C’est d’abord la petite Jeanne qui demande régulièrement au poète en le tutoyant : Dis Blaise, sommes-nous loin de Montmartre, comme si un élastique de plus en plus fin se tendait entre la pointe de son épée devant la basilique et les terres de plus en plus glacées du parcours en Transsibérien : « tu es loin de Montmartre, de la Butte qui t'a nourrie du Sacré Cœur contre lequel tu t'es blottie », repond Cendrars.
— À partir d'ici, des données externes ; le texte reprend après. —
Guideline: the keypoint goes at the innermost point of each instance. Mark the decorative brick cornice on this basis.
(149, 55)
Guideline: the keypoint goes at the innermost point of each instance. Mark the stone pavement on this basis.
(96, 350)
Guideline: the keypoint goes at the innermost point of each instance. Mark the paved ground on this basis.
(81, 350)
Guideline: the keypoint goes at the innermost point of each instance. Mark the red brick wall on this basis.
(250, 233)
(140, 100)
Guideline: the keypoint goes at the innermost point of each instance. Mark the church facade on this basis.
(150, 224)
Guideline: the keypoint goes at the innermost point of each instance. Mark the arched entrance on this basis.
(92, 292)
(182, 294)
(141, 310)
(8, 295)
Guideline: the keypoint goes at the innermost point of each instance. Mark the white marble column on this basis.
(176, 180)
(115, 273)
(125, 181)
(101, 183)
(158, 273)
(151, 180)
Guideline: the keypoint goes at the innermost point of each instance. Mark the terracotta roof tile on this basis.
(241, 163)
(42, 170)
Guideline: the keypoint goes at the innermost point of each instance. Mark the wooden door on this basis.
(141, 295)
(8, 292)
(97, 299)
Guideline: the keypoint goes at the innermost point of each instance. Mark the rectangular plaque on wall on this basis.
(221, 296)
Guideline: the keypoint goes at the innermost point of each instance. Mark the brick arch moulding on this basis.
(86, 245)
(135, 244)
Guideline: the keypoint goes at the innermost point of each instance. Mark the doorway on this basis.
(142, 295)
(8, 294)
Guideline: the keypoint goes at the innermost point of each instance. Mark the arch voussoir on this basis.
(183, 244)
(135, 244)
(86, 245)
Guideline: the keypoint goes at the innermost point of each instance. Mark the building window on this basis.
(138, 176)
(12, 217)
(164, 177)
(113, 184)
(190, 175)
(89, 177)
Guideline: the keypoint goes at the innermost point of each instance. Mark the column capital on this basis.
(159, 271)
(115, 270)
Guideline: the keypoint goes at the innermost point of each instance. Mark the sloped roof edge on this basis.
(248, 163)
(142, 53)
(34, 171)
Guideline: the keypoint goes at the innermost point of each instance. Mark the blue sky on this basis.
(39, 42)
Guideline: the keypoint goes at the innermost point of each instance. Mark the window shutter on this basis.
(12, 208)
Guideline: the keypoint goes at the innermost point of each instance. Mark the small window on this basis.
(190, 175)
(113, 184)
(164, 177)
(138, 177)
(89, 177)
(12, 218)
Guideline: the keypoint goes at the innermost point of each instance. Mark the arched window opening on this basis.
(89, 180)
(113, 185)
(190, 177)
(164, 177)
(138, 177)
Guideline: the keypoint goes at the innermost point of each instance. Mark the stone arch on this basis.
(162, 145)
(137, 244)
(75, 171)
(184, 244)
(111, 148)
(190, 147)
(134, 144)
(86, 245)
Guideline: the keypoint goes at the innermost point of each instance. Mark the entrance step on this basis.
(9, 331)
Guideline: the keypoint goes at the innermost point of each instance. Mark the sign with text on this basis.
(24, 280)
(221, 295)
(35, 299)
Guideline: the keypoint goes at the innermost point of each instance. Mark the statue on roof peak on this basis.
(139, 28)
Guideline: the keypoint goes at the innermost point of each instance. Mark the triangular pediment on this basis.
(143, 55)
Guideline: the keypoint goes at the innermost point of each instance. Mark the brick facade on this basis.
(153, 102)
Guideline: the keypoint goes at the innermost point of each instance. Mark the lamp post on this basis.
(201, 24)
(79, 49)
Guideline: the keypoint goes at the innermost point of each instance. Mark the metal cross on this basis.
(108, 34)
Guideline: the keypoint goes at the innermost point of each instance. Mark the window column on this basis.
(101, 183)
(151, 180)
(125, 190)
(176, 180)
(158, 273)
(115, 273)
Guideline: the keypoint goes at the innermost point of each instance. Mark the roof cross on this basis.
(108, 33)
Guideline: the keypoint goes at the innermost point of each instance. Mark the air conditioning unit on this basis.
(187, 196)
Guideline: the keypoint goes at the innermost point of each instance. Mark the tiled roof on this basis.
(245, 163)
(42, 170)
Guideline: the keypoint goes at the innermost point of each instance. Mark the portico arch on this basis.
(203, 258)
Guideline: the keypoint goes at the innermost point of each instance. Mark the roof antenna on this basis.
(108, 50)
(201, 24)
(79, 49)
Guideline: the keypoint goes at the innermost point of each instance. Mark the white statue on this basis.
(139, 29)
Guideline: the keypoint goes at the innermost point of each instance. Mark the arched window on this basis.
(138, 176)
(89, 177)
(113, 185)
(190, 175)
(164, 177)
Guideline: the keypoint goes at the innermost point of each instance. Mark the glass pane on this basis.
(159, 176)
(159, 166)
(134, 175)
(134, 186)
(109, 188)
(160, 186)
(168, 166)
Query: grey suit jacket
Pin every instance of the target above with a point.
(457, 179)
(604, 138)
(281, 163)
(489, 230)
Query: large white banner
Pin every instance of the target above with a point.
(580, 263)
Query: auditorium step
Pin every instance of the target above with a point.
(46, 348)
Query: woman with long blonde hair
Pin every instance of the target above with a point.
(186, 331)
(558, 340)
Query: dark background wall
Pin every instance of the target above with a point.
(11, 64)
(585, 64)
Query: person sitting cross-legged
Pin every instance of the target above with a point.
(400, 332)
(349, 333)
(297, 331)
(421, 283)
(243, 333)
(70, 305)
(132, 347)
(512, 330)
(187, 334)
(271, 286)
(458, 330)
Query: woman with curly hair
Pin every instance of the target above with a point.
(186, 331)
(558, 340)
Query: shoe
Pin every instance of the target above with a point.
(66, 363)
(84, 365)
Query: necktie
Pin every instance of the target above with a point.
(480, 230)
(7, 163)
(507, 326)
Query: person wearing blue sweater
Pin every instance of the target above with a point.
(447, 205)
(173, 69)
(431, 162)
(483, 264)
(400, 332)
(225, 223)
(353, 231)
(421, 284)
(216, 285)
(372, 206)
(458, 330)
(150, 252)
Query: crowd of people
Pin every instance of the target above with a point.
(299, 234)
C’est ensuite cette Dame du Temps Jadis chantée par Villon, la «bonne lorraine qu’Anglais brulèrent à Rouen », à l’égal de la très sage Hélois, une sorte de Moyen Age à elle toute seule, portée par ces quelques paroles dans le vacarme de notre présent, et nous éprouvons cette distance qui nous sépare également de ce point lointain.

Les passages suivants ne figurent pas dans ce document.